When the news broke last week that the Flame computer virus was probably built by the same nation (or nations) that commissioned the worm that attacked Iran’s nuclear program in 2010, it was only a matter of time before everything led back to the usual unwitting accomplice in these things: Microsoft.
That happened late yesterday when Microsoft acknowledged that a flaw in its software could be responsible for broader attacks. Writing on his blog, Mike Reavey, the senior director of Microsoft Security Response Center says:
We recently became aware of a complex piece of targeted malware known as “Flame” and immediately began examining the issue. As many reports assert, Flame has been used in highly sophisticated and targeted attacks and, as a result, the vast majority of customers are not at risk. Additionally, most antivirus products will detect and remove this malware. That said, our investigation has discovered some techniques used by this malware that could also be leveraged by less sophisticated attackers to launch more widespread attacks. Therefore, to help protect both targeted customers and those that may be at risk in the future, we are sharing our discoveries and taking steps to mitigate the risk to customers.

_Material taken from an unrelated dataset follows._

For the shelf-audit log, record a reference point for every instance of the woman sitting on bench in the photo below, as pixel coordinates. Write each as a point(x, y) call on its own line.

We have discovered through our analysis that some components of the malware have been signed by certificates that allow software to appear as if it was produced by Microsoft. We identified that an older cryptography algorithm could be exploited and then be used to sign code as if it originated from Microsoft. Specifically, our Terminal Server Licensing Service, which allowed customers to authorize Remote Desktop services in their enterprise, used that older algorithm and provided certificates with the ability to sign code, thus permitting code to be signed as if it came from Microsoft.
As with most of these stories, it’s clear we need a more modern term for closing the barn door after the horse has left.